Die DNA-Polymerase zeigen dabei einige Besonderheiten. So können sie nur von 5' nach 3' verdoppelt. Am Folgestrang (lagging strand) ist nur diskontinuierliche Verdopplung in Form kurzer Stücke, sog. OKAZAKI-Fragmente (ca. 1.000 Basen bei Bakterien, ca. 100 Basen bei Eukaryonten) (OKAZAKI et al. 1967) möglich. Die Verknüpfung der OKAZAKI-Fragmente erfolgt anschließend mit Hilfe des Enzyms DNA-Ligase.

Des Weiteren benötigen DNA-Polymerasen ein kurzes doppelsträngiges DNA-Stück, an dem sie in der richtigen Richtung "ansetzen" können. Der kurze, zum Gegenstrang komplementäre, Einzelstrang heißt Primer. Er wird von einer RNA-Polymerase, der sog. Primase, synthetisiert. RNA-Polymerasen brauchen selbst keinen Primer. Für die Replikation am Hauptstrang wird nur ein Primer benötigt, für die des Folgestrangs jedoch für jedes OKAZAKI-Fragment einen.

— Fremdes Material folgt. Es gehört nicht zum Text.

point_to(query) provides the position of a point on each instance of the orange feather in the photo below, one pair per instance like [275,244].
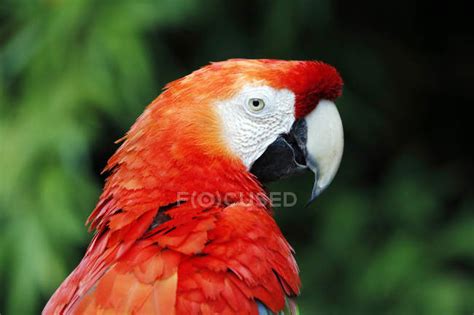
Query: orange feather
[154,251]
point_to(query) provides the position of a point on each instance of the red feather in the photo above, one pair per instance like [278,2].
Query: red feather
[193,259]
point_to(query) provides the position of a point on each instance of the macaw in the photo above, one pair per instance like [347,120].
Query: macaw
[184,224]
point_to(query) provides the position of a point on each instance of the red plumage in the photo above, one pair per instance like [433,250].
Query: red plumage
[155,251]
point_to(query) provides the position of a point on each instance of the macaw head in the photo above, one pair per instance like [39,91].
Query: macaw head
[213,129]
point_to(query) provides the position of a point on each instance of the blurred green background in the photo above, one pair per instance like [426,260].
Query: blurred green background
[394,234]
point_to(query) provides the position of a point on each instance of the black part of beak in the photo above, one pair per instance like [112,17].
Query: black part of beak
[285,156]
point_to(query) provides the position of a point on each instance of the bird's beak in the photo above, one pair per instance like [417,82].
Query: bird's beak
[315,142]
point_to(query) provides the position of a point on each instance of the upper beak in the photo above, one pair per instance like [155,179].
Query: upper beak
[315,142]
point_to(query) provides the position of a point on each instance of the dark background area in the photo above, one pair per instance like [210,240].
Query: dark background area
[394,234]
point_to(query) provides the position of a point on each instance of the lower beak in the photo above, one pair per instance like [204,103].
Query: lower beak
[315,142]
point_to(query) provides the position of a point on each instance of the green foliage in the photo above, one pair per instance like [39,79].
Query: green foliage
[393,234]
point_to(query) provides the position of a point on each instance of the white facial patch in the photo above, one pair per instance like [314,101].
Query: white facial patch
[248,128]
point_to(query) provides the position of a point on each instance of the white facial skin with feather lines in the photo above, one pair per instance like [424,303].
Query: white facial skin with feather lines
[250,131]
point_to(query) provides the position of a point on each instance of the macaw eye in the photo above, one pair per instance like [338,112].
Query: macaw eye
[256,104]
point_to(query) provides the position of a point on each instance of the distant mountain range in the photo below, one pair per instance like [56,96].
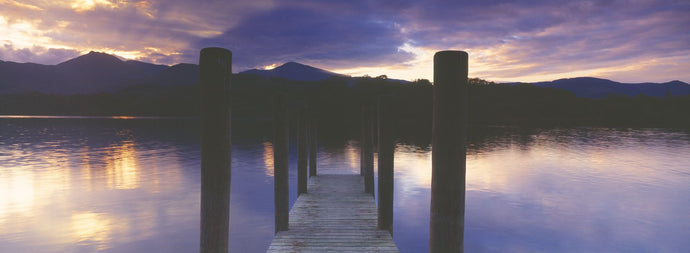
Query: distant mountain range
[294,71]
[91,73]
[99,72]
[598,88]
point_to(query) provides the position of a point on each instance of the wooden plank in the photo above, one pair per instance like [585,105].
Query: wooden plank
[334,216]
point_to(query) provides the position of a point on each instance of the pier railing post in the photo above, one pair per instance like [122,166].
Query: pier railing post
[313,145]
[386,147]
[368,148]
[303,126]
[362,138]
[449,133]
[214,78]
[281,181]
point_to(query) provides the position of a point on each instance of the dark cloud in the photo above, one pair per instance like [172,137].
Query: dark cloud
[290,34]
[513,38]
[36,54]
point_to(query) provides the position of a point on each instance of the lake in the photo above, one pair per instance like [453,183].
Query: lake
[84,184]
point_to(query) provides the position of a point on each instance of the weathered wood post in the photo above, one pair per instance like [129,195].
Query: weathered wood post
[215,68]
[448,152]
[281,191]
[313,144]
[362,139]
[386,135]
[368,144]
[302,151]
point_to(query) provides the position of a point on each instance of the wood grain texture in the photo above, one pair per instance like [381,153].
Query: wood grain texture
[334,216]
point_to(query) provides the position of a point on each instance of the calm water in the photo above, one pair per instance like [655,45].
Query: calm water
[132,185]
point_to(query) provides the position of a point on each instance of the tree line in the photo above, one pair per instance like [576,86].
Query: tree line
[337,102]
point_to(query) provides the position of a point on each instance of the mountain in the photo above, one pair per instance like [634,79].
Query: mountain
[598,88]
[100,72]
[294,71]
[91,73]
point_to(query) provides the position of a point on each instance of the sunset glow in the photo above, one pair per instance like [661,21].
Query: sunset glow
[517,41]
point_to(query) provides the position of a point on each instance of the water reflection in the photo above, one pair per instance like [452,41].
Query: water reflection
[64,190]
[129,185]
[268,158]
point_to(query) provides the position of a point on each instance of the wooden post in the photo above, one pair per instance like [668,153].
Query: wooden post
[302,152]
[313,146]
[386,136]
[449,133]
[215,68]
[362,139]
[281,191]
[368,149]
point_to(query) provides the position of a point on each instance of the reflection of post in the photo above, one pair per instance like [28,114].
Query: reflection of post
[385,163]
[368,149]
[302,152]
[281,191]
[313,145]
[214,78]
[448,152]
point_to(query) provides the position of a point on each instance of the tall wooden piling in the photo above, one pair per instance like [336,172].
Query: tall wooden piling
[302,145]
[214,77]
[448,152]
[313,144]
[281,189]
[368,148]
[386,136]
[362,138]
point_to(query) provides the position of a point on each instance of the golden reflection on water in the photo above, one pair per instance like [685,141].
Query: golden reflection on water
[16,193]
[268,158]
[352,154]
[95,228]
[53,197]
[122,170]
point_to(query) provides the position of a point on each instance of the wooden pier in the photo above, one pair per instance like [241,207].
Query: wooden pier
[336,215]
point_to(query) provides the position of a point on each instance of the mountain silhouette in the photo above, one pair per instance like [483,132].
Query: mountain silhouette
[100,72]
[294,71]
[91,73]
[598,88]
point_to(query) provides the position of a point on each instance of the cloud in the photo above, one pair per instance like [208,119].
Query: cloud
[311,36]
[36,54]
[505,39]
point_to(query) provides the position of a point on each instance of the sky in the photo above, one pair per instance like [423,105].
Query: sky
[507,41]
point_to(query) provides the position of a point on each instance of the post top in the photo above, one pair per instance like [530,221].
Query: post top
[215,50]
[450,53]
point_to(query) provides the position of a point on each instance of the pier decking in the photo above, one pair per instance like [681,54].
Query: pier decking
[336,215]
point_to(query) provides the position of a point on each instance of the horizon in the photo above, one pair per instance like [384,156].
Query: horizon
[278,65]
[524,41]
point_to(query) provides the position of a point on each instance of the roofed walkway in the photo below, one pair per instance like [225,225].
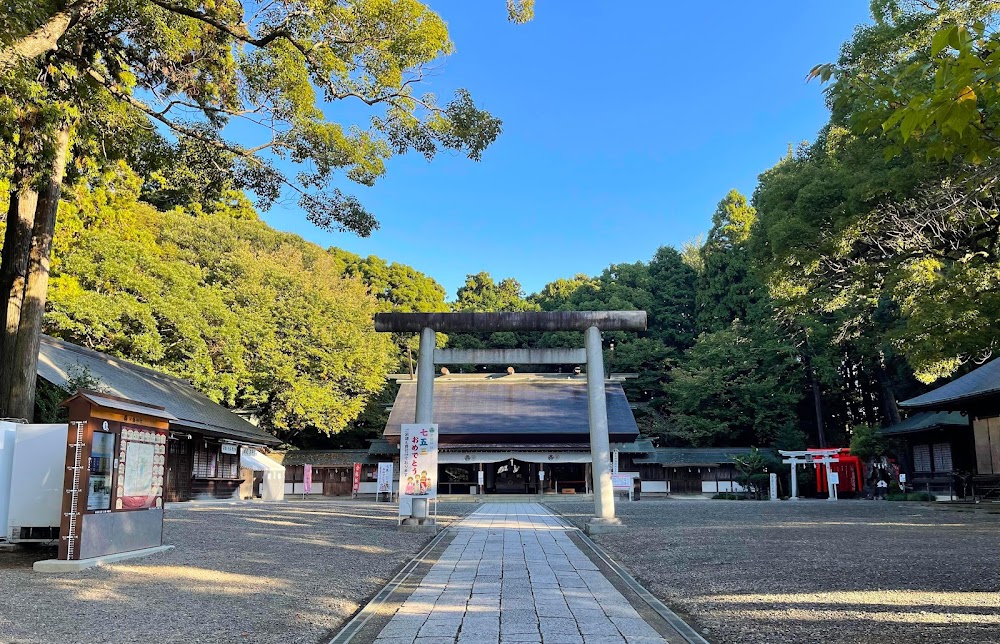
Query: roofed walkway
[512,574]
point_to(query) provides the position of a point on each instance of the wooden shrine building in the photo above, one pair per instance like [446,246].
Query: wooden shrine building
[976,395]
[211,451]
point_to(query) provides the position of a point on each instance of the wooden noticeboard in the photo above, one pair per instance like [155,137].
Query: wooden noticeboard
[115,463]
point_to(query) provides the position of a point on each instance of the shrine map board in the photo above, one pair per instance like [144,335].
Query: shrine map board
[115,462]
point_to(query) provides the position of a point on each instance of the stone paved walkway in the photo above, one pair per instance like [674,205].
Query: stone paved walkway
[512,574]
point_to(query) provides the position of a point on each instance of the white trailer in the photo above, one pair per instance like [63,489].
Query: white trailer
[31,489]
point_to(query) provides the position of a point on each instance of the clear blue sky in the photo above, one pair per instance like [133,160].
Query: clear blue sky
[624,125]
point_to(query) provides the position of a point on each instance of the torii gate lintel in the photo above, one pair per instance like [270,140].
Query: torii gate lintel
[590,322]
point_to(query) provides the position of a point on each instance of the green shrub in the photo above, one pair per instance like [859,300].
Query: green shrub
[910,496]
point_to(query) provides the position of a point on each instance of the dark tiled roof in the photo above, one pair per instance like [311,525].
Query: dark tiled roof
[928,420]
[194,410]
[678,456]
[982,383]
[497,409]
[640,446]
[326,457]
[382,447]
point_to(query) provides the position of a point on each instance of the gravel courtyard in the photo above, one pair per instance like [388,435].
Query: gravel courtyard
[287,572]
[812,571]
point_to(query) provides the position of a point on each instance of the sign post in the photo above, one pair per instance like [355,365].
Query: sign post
[356,484]
[306,480]
[623,483]
[384,485]
[417,468]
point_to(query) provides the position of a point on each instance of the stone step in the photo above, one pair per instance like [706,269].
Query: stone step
[514,498]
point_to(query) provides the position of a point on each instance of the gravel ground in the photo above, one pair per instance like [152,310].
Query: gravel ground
[812,571]
[289,572]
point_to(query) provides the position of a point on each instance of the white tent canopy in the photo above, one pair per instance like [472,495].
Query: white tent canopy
[273,486]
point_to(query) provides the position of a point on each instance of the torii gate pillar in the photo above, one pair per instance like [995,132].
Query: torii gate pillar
[590,322]
[600,446]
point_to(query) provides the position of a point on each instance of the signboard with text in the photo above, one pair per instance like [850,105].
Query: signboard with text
[417,464]
[384,479]
[356,485]
[621,481]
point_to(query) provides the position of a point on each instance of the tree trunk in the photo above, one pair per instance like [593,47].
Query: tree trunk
[817,398]
[21,342]
[889,405]
[16,249]
[46,37]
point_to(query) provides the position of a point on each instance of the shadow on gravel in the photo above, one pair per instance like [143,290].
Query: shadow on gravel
[238,573]
[854,571]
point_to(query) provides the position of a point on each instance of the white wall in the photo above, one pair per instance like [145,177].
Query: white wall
[655,487]
[297,488]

Im weiteren Verlauf werden die RNA-Primer durch eine 3' → 5'-Exonuclease wieder entfernt. Diese Exonuclease ist ebenfalls (neben der Polymerase-Aktivität) Bestandteil einer DNA-Polymerase. Das Gesamtenzym der DNA-Polymerase (z. B. I, II oder III) wird als KLENOW-Fragment (KLENOW & HENNINGSEN 1970) der DNA-Polymerase (KLENOW-Polymerase) bezeichnet.

In (Bakterien-)Zellen sind die beiden Exonuclease-Aktivitäten (5' → 3' und 3' → 5') v. a. beim Ausbessern von fehlerhaft eingebauten Basen wichtig. In E. coli-Zellen erfolgt das Polymerisieren durch die DNA-Polymerase III, das Herausschneiden der RNA-Primer durch DNA-Polymerase I. In der Bakterienzelle wird nun das fehlende Stück in 3' → 5'-Richtung durch die Polymerase-Aktivität der DNA-Polymerase III ergänzt. Da die DNA ringförmig ist, sind die darfür nötigen kurzen Doppelstrangstücke bereits vorhanden. Die Verknüpfung mit dem bereits synthetisierten Strang erfolgt mit Hilfe von Ligase. Die abschließende Verdrillung der DNA-Doppelstränge erfolgt durch eine spezielle Topoisomerase, der sog. Gyrase.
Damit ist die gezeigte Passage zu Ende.